Two Dreams, 2

Sitting at noon over the carrot salad
my sister and I compare dreams.

She says, father was there
in some kind of very strange nightgown
covered with bristles, like a hair shirt.
He was blind, he was stumbling around
bumping into things, and I couldn’t stop crying.

I say, Mine was close.
He was still alive, and all of it
was a mistake, but it was our fault.
He couldn’t talk, but it was clear
he wanted everything back, the shoes, the binoculars
we’d given away or thrown out.
He was wearing stripes, like a prisoner.
We were trying to be cheerful,
but I wasn’t happy to see him:
now we would have to do the whole thing over again.

Who sends us these messages,
oblique and muffled?
What good can they do?

In the daylight we know
what’s gone is gone,
but at night it’s different.
Nothing gets finished,
not dying, not mourning;
the dead repeat themselves, like clumsy drunks
lurching sideways through the doors
we open to them in sleep;
these slurred guests, never entirely welcome,
even those we have loved the most,
especially those we have loved the most,
returning from where we shoved them
away too quickly:
from the ground, from the water,
they clutch at us, they clutch at us,
we won’t let go.

What’s going on?

Overall

Establishes that although loved ones may leave the mortal coil, once you start dreaming, you leave reality and enter a realm that, in this case, isn’t exactly magical fantasy adventures: it’s where they come back to haunt you.

- Creates an image of the father and of departed loved ones in general: note that the what the father is like is not actually tackled. The father is wholly represented by his signs.

Sister’s dream

Narrator’s dream

Refrain

How does it feel?

Synesthesia of the pain of saudade, the detachment of unreality and the confusion of both

mood: saudade

tone: surreal, sad

Notes

Why is this subject and these moods being tackled from the surreal lens of dreams? - One obvious answer is that since the Father is dead, this is the only way that he can actually appear.
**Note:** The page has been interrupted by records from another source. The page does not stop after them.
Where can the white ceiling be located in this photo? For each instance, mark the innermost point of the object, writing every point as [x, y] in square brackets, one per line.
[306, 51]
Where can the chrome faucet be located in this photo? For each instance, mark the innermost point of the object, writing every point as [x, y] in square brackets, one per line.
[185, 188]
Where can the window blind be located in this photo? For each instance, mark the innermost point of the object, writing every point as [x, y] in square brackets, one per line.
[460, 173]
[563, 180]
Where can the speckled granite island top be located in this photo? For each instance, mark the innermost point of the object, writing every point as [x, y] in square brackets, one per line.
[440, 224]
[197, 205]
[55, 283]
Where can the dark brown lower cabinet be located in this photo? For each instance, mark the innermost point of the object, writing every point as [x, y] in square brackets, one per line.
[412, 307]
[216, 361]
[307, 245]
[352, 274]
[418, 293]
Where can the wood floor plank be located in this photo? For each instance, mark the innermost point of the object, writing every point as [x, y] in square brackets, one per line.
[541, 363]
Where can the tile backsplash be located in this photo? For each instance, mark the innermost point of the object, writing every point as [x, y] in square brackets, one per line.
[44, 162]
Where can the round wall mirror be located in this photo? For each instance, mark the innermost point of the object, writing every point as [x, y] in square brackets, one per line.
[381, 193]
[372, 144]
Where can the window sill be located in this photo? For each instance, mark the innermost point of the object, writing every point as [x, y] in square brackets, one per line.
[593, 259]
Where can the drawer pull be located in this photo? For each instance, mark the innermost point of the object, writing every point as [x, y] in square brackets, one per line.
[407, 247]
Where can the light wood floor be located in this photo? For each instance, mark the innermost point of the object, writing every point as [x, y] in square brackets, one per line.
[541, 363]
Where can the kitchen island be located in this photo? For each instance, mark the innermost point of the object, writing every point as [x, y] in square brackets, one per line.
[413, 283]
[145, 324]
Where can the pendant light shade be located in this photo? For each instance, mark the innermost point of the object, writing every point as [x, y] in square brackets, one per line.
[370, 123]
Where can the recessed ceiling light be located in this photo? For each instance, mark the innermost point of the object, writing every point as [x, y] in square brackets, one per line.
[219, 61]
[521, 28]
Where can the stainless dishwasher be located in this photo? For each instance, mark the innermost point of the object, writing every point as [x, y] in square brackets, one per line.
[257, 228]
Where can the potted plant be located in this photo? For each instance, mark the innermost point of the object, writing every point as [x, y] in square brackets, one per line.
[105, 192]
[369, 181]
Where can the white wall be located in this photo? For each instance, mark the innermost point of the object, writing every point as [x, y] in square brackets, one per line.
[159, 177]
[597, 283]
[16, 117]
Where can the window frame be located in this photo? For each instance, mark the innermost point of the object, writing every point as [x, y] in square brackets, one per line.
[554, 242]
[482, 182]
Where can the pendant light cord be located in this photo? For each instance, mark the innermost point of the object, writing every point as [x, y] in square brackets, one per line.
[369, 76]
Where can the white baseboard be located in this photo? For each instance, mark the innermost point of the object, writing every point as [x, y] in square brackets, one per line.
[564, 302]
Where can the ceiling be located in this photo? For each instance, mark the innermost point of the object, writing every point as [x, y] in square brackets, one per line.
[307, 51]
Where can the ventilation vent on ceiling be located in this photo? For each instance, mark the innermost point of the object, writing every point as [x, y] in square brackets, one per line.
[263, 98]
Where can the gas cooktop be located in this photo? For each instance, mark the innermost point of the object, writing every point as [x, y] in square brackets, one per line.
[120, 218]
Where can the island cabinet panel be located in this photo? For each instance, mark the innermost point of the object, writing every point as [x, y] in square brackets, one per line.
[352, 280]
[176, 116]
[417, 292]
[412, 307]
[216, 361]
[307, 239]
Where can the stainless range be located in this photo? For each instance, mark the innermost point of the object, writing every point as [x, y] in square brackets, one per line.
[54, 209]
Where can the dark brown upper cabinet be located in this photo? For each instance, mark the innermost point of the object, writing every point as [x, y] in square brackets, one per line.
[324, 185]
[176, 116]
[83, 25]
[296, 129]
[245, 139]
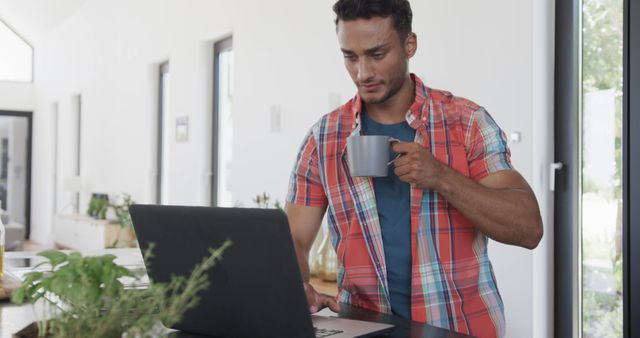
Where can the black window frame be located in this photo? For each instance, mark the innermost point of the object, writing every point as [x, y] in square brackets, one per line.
[29, 116]
[567, 107]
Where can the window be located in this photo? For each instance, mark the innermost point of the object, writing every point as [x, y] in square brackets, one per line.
[16, 56]
[222, 123]
[164, 133]
[592, 202]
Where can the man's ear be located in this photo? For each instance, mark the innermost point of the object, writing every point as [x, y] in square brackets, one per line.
[411, 45]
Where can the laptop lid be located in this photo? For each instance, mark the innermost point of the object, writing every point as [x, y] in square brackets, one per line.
[255, 290]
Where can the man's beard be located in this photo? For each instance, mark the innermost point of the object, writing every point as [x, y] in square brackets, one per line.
[395, 87]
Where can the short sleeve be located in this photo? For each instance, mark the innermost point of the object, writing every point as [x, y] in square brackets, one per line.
[305, 186]
[487, 150]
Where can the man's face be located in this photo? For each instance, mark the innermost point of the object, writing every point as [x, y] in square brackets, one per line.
[375, 56]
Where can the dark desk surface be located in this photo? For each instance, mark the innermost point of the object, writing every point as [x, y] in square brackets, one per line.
[403, 328]
[13, 318]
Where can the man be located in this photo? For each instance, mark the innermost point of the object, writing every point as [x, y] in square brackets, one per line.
[413, 243]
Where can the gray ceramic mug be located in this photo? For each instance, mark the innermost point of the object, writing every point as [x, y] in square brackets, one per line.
[369, 155]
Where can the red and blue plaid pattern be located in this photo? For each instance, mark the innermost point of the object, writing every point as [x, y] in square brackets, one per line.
[453, 285]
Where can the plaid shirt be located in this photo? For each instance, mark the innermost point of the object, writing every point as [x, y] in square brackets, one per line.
[452, 283]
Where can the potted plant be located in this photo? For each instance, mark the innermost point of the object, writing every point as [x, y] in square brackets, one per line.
[95, 301]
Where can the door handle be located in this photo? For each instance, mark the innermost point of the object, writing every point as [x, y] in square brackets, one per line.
[552, 174]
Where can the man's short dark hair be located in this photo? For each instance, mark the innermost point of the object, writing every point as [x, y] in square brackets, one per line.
[399, 10]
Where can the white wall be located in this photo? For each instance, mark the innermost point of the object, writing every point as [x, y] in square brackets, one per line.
[493, 52]
[17, 96]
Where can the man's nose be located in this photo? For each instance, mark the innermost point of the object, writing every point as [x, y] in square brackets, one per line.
[364, 70]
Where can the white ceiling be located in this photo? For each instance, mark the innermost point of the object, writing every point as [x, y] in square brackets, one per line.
[32, 19]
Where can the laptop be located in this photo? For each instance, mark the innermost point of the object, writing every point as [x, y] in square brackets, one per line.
[255, 290]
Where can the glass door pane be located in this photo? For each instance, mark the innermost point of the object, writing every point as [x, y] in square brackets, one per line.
[601, 171]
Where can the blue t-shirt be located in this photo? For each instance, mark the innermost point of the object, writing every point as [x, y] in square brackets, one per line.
[394, 211]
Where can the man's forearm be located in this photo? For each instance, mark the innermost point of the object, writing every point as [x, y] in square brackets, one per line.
[303, 262]
[510, 216]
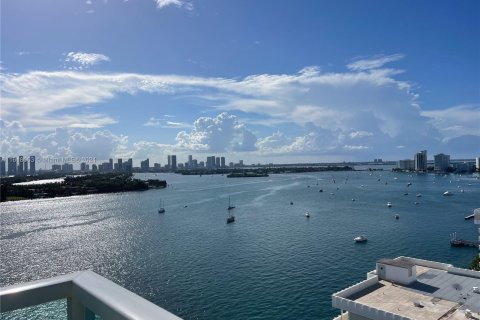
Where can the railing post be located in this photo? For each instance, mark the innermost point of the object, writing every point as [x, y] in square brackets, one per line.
[75, 310]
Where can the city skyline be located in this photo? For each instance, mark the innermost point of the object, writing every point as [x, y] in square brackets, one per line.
[306, 82]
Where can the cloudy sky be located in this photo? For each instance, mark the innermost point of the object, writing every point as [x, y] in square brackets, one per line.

This mood is a slow build that begins all the way from the very beginning of the poem, although it is not actually saudade until the third stanza.
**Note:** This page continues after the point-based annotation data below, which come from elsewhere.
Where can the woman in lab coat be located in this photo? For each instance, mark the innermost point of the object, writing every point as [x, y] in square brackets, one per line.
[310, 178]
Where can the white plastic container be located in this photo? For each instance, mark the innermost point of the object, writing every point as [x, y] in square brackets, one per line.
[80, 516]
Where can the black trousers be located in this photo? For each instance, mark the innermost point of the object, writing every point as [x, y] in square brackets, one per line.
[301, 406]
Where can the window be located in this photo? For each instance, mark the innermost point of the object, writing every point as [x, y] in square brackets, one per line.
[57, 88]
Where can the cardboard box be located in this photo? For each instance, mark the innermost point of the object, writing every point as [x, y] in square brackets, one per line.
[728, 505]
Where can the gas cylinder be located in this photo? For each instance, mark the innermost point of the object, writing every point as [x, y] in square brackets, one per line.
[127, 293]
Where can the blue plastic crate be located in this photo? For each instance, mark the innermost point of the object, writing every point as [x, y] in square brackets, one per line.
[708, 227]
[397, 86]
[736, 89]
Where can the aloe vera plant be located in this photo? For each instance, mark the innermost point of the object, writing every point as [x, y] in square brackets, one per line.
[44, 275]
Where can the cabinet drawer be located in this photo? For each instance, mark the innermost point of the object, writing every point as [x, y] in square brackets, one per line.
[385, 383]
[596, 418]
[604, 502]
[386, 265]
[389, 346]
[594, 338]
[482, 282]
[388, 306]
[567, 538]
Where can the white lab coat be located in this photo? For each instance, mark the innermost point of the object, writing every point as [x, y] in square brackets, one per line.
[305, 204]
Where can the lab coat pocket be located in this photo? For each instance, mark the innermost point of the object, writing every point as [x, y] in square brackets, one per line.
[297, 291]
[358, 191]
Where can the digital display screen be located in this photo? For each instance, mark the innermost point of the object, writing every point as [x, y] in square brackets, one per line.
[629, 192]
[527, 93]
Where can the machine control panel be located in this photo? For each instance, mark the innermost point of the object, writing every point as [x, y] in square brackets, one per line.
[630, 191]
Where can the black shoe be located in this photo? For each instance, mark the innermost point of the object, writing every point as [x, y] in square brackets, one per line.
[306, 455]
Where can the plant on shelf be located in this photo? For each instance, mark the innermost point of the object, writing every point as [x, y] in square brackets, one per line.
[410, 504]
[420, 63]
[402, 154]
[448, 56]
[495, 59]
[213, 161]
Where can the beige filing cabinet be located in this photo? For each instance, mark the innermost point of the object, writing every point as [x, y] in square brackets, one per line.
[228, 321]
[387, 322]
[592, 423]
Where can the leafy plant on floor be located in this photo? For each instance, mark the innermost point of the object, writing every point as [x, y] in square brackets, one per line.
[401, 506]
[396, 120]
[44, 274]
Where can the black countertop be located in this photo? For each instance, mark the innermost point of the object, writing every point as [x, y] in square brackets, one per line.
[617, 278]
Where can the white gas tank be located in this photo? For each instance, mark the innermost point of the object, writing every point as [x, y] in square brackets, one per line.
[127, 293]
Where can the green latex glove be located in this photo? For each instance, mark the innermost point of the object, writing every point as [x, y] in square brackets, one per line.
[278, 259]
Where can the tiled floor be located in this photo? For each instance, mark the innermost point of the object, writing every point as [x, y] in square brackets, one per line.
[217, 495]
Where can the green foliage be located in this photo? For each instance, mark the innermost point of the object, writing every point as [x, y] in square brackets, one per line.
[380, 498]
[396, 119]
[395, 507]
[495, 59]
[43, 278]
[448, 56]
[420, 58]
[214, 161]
Where does this deep saudade come from? It begins with the way the father is presented in the sister’s dream. He is blind, stumbling around bumping into things. The narrator cannot stop crying. Immediately you get the notion that something is deeply wrong. - the father is “in some kind of very strange nightgown / covered with bristles, like a hair shirt”: considering that he’s dead, he is literally a fuzzy memory.
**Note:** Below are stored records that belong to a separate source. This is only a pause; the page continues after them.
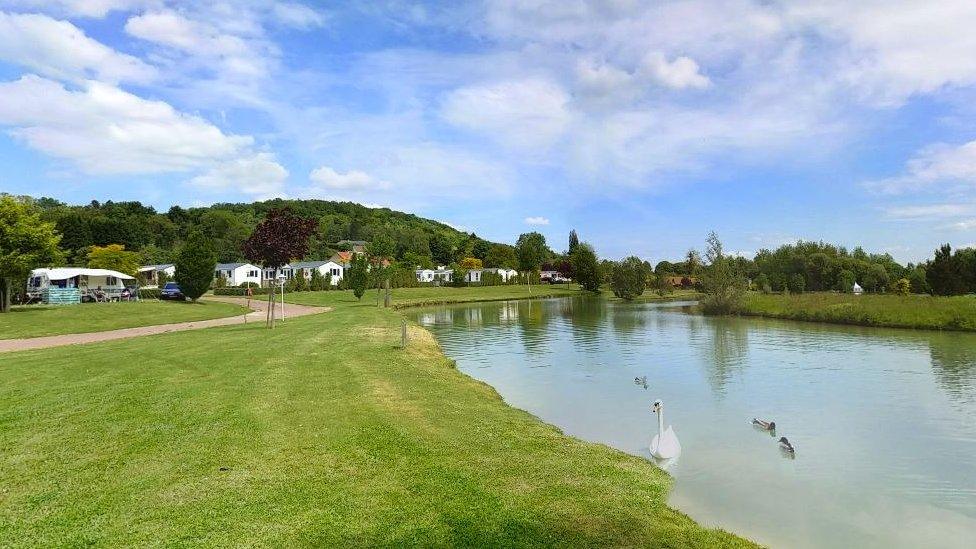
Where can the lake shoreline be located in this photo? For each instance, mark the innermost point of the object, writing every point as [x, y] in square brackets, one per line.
[945, 314]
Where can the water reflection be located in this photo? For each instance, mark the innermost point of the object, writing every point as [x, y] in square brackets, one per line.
[884, 421]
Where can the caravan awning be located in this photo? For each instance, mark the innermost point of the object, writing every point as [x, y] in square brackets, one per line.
[65, 273]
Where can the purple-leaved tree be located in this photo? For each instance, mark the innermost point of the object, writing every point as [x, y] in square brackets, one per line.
[280, 238]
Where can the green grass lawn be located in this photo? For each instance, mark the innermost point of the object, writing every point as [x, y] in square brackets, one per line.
[43, 320]
[431, 295]
[913, 311]
[318, 433]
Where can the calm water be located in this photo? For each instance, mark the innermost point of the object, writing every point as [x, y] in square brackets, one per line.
[884, 421]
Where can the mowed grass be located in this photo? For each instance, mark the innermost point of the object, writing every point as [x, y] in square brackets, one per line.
[439, 295]
[44, 320]
[913, 311]
[318, 433]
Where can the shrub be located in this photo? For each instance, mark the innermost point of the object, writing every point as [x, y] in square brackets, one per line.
[629, 278]
[903, 286]
[195, 265]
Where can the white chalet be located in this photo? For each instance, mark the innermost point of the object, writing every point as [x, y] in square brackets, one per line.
[238, 273]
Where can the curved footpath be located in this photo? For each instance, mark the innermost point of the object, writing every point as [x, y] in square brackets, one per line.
[259, 307]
The narrator’s dream sets the primary mood up. - “He was still alive”

There also exists a subtle undertone of anger. - “..but it was our fault”

Using the narrator’s dream, Atwood also distills the confusion and wrongness of the sister’s dream into an indirect characterization of the sister as child-like, perhaps younger. This can be inferred by the way the narrator’s dream is far more nuanced and mature: it deals with emotions and circumstances that children would not generally experience or mull over like selling/throwing things away and faking emotions. How does this contribute to the mood? It paints a much stronger image of longing and sadness: of an elder sister coping with the fallout both emotionally and in reality of her father’s death, while her younger sister is still confused and in the middle of processing it, yet still devastated enough to cry.

What does oblique mean? The definition is slanted: not parallel or perpendicular. My only guess is that such slanted messages come from a slanted source: the father, who is not quite dead, yet not quite alive; not living upright amongst the living, yet not resting supine with the dead either; no longer alive, but still affecting those that are. These messages are muffled, naturally, by the father’s “very strange”, fuzzy state.

The latent wrongness and unreality in the first half of the poem is brought out to shine in the second half, which is one long refrain. The refrain makes Atwood’s poetic skill apparent to anyone: it makes extensive use of imagery and symbolism to show the world in which those that are lost but not wholly reside. It is an alien world of dread where there is no time and no defined place: merely the dead, which, due to their nature, are seemingly animate in their hold over those that survive them (they clutch at us), yet static in that they always manifest with the same emotions. (we won’t let go).